Get set for new VFD regs

Farm Forum

There’s no simple, precise formula for how to raise the best cattle, and ultimately the best beef. Producers keep looking for better ways and technology to gain quality and efficiency, but those are continually tweaked by internal and external forces.

Consumer interest in how food animals are raised and antibiotic use along the way has spurred regulatory change at the federal level, according to Zoetis veterinarian Marilyn Corbin. She provided an overview of pending changes in the Veterinary Feed Directive (VFD) regulations at the recent Feeding Quality Forums in Omaha and Garden City, Kan.

Among 180 attendees, everyone had heard of the VFD, but nearly all admitted they did not know how the new rules would affect them when they go into effect in January 2017.

“An easy way to think about it is simply a prescription that you have to use if you’re feeding a feed-grade antibiotic,” Corbin said.

The U.S. Food and Drug Administration (FDA) had VFD rules in place since 2001. These were updated to address concerns and combat efforts by special-interest groups seeking to remove all uses of feed additive antibiotics in livestock production under the unfounded argument that such use creates antibiotic resistance in humans.

By working with the FDA to revise the VFD, producers and veterinarians showed their commitment to using the most informed and effective methods to keep animals healthy while preserving the efficacy of antibiotics in human medicine, Corbin said.

She noted three FDA documents that help explain the VFD.

Guidance 152 lists antibiotics included in the VFD rules, which are all those important in both livestock production and human medicine. Ionophores and coccidiostats are not included.

Next, Guidance 209 defines the goal of the directive – to ensure “judicious use” of antibiotics – stipulating feed-additive and water-soluble antibiotics be used for disease treatment, control and prevention but not for growth promotion. Veterinarians will oversee this process and be responsible for deciding how and when these antibiotics will be used.

Finally, Guidance 213 is the road map for implementing judicious use.

In the near future, antibiotics will be classified as either Category I or Category II.

“A Category I, for example, would be a drug that had no risk to human health whatsoever and was not VFD,” Corbin said. “A Category II would be a drug that maybe had some risks to human health and/or it was a VFD drug.” Risk status will primarily note whether the drug has a withdrawal period.

Producers should pay attention to these classifications because any drug classified as “Category II” will require a feed-mill license and ultimately a few more pieces of paperwork for validation.

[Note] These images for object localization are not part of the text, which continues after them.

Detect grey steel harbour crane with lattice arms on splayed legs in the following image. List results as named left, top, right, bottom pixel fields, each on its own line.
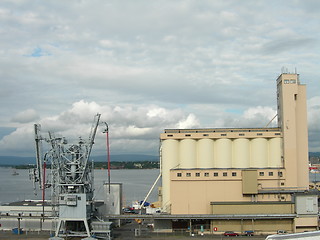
left=33, top=114, right=100, bottom=239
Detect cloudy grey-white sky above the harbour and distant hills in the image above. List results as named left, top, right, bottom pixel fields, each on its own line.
left=0, top=0, right=320, bottom=156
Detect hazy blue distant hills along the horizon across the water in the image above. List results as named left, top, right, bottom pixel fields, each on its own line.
left=0, top=154, right=159, bottom=166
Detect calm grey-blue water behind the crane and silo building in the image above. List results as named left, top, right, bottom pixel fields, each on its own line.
left=0, top=168, right=160, bottom=205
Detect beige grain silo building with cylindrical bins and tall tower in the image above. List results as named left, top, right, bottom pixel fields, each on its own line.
left=159, top=73, right=318, bottom=234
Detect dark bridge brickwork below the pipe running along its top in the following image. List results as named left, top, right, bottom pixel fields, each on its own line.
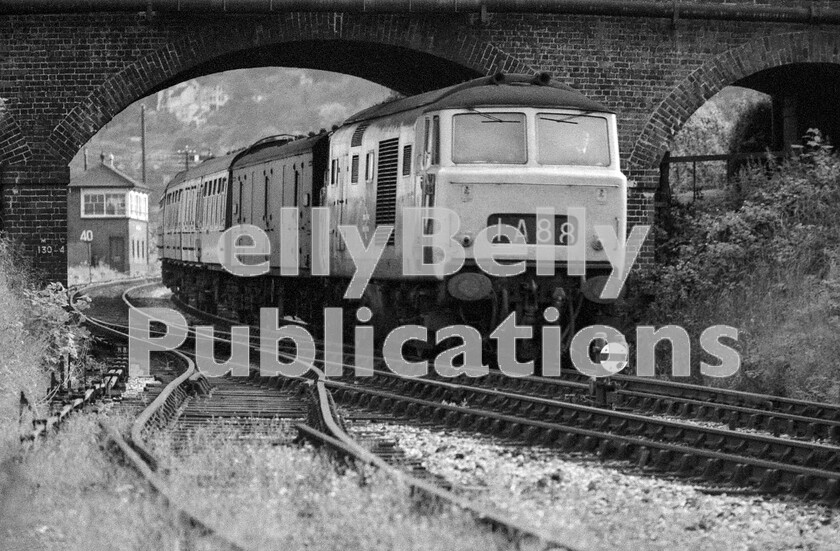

Extra paperwork is likely to be a common theme. Distributors – someone who distributes a VFD product to another distributor or a client – will be responsible for their own portion of paperwork as well as sending a letter of intent to the FDA.

“Basically you have to raise your hand and say, ‘Hey, I’m going to use a VFD product,’” Corbin said, but for most people it will be a one-time requirement.

There will be three copies of each granted VFD permit, one each for the veterinarian, the distributor and the client. All three parties will be responsible for keeping that file on record for two years, either in electronic or physical form.

Each permit will be valid for six months unless it specifically lists a different expiration. Filling out the form will require an estimate of how many cattle may require certain VFD products during that six-month period. Feeding a VFD product without a valid form on hand will be illegal.

Labeling of brand name and generic products could be an area of confusion, Corbin warned. Veterinarians must specify on the form if they do not want a brand-label product to be substituted with a generic form; otherwise the two can be used interchangeably. However, that only applies if the generic and branded label products have the exact same label combinations.

Aside from the details of paperwork, drug labeling, classification and the like, she said the most important thing for producers to do right now is start communicating.

“When veterinarians write out VFDs, they are accepting certain legal liabilities and saying they have sufficient knowledge of a client’s operation,” Corbin said. “This is called a valid Veterinarian-Client-Patient Relationship (VCPR). Veterinarians may refuse to give out a VFD if they do not have the proper working relationship and knowledge for that operation.” Producers with animals in multiple states will need to make sure their veterinarian is licensed in those states as well.

“Then find your nutritionist,” Corbin said. “Even though he’s not writing the VFD, he’s going to be intimately involved because it affects his rations. But here’s the really tough one – make sure your veterinarian and your nutritionist talk to each other.”

Setting up these meetings and discussing all the necessary details may take time, so Corbin advised starting the process now.

There are still many clarifications that need to be made before this directive is put into place. For example, VFD forms are still being configured, and the FDA says the method of inspections and determining compliance “has not been determined yet.”

At this point the most important step producers need to take is to start the conversations with veterinarians and nutritionists so they can be as prepared as possible when the new VFD rules go into effect.

The Feeding Quality Forum was sponsored by Certified Angus Beef, Zoetis, Feedlot Magazine, Roto-Mix, IntelliBond and Purina.